Does the 40-hour work week law cover Wall Street back-office staff who process trades and resolve discrepancies? And legal niceties aside, could paying workers for overtime ever be put into practice in the frenetic and hyper-competitive securities business?
Those questions arise from a lawsuit filed this week against Merrill Lynch and its new corporate parent, Bank of America.
Plaintiffs Andrea Levine and Ivey Moore are derivatives settlement specialists who joined Merrill in 2007 and still work there. Each receives a $65,000 salary and less than $5,000 bonus, says attorney Brian Schaffer of Fitapelli & Schaffer, LLP, the New York law firm representing the Merrill Lynch plaintiffs. Merrill and B of A aren't commenting on the suit.
The popular belief that only hourly or blue-collar workers are entitled to extra pay for longer work weeks is a myth, several employment law specialists who work on either side of the issue told eFinancialCareers News. In reality, federal law sets out very specific criteria that must be satisfied to make a particular job "exempt" from overtime pay.
Stock Brokers, Mortgage Brokers, Accountants
"In every industry it's worthwhile for employees to consider the question of whether they're truly exempt," says Dan Getman, a New Paltz, N.Y. attorney who represents employees in pay cases. "There are many industries in which it's industry practice to treat people as exempt when (legally) they're not."
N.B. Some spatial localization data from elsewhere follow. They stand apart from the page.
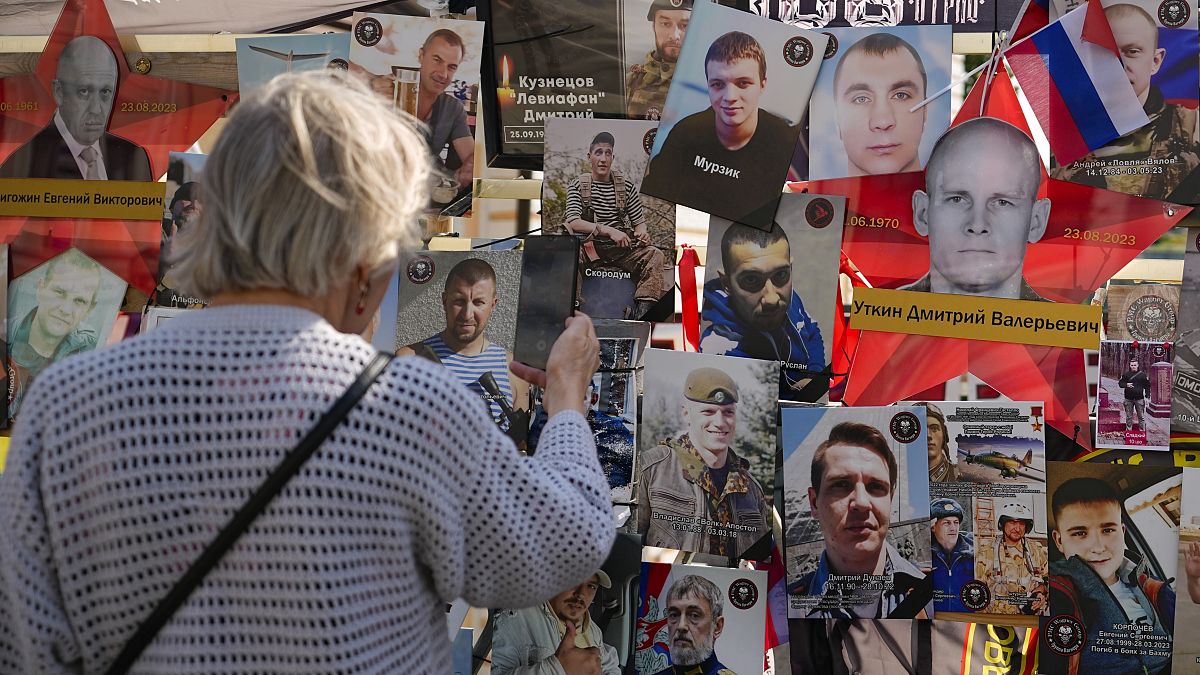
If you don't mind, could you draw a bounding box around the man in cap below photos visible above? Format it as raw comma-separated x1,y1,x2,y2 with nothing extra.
789,421,935,618
626,0,693,120
492,570,621,675
1044,477,1173,675
930,497,974,613
636,367,771,558
924,403,959,483
832,32,929,177
564,132,667,319
651,574,738,675
642,31,797,223
1053,3,1200,198
987,501,1047,615
901,117,1052,301
700,222,825,399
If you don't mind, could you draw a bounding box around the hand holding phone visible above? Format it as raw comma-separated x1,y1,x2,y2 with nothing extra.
513,235,580,371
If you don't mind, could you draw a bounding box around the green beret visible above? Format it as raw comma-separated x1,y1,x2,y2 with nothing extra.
684,367,738,404
647,0,693,20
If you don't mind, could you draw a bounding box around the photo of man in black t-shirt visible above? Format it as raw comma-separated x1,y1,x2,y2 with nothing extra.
642,26,812,228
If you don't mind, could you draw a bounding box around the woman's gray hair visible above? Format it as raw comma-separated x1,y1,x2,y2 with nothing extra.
171,69,430,298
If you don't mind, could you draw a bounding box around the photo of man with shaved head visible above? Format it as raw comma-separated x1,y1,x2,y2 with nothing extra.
901,117,1051,301
0,35,152,181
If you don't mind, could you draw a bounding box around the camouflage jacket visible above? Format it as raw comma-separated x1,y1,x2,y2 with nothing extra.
626,51,675,120
636,433,770,558
1053,86,1200,198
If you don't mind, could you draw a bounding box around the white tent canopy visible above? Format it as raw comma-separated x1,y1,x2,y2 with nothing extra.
0,0,382,35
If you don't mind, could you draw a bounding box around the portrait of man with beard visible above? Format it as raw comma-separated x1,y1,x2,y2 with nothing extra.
399,257,530,438
651,575,737,675
626,0,694,120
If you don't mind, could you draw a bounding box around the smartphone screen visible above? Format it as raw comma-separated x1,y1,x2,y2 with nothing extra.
514,235,579,370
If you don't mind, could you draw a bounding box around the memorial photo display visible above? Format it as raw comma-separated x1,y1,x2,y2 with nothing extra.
639,1,826,229
782,405,932,619
541,117,675,321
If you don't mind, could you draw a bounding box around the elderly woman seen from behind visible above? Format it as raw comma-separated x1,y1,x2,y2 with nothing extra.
0,71,610,674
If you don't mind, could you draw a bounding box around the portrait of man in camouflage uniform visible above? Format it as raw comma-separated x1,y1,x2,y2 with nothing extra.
626,0,693,119
1052,3,1200,199
636,366,772,558
986,501,1048,615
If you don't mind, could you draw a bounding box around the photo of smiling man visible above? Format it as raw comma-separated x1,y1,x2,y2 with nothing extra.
782,405,933,619
806,26,951,181
1041,464,1180,675
900,117,1052,301
636,349,779,559
640,1,825,229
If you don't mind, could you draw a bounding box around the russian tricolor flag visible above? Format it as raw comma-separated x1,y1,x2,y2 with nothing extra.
1005,0,1150,165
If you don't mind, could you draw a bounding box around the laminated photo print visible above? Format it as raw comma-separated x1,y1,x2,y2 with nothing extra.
153,152,207,309
528,320,650,503
1096,339,1174,451
801,25,952,182
235,33,352,93
1040,462,1180,675
394,251,531,446
1174,231,1200,449
1049,0,1200,204
636,562,767,675
639,1,826,229
636,348,779,560
699,193,843,402
923,401,1049,620
541,117,675,321
782,405,933,619
349,13,484,215
1105,282,1181,342
1174,467,1200,669
8,247,126,422
492,532,642,674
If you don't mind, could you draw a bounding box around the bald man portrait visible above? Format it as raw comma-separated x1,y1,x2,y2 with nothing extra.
901,118,1051,301
0,35,153,181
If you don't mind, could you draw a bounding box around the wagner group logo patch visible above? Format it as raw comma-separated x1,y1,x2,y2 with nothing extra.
728,579,759,610
805,197,835,228
327,58,349,70
822,32,838,59
1159,0,1190,27
354,17,383,47
783,36,814,68
960,580,990,611
407,255,435,284
1045,615,1085,656
1126,295,1177,341
643,128,657,155
889,411,920,443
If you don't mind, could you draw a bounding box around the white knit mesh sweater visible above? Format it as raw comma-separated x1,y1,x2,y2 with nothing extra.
0,304,614,674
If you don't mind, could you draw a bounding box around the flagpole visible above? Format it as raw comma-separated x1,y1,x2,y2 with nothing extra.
908,56,995,113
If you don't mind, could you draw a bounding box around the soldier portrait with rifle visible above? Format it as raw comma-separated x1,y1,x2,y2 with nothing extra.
564,131,668,320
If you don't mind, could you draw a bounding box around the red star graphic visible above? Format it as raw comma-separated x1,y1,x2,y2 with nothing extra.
0,0,236,293
795,70,1191,455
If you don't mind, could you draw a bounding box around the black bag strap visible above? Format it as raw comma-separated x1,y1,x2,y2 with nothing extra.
104,351,394,675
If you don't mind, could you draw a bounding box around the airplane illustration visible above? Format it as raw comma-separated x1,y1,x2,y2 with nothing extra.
962,447,1045,482
247,45,330,72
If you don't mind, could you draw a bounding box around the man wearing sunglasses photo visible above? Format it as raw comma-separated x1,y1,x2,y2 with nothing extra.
700,221,825,399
Within the finance and accounting world, past rulings extended overtime pay to financial advisers, mortgage brokers, and even accountants who perform data-entry work in a Big Four CPA firm.
Based on Fair Labor Standards Act rules, Schaffer says back-office workers in banking "are generally entitled to overtime. They're not doing jobs that require independent discretion and their ability to use their own judgment" - one key factor that would make their work exempt from overtime. "A lot of these people that have left Merrill and have gone to other institutions then did receive overtime," he adds.
Merrill Lawsuit Details
The complaint was filed as a collective action on behalf of the two named plaintiffs and "all those similarly situated" - all who worked for the defendants in the same capacity at any time in the last three years. It states that Merrill and Bank of America currently employ over 30 derivatives settlement specialists.
According to the complaint, those employees process and confirm trades and resolve payment discrepancies involving derivative products. Their duties include inputting data, reviewing items listed on a daily report and ensuring coupon and fee payments are received on the settlement date.
It also says that others who work alongside the plaintiffs and perform "the exact same duties" but are consultants rather than Merrill Lynch employees, get paid time-and-a-half for working beyond 40 hours a week.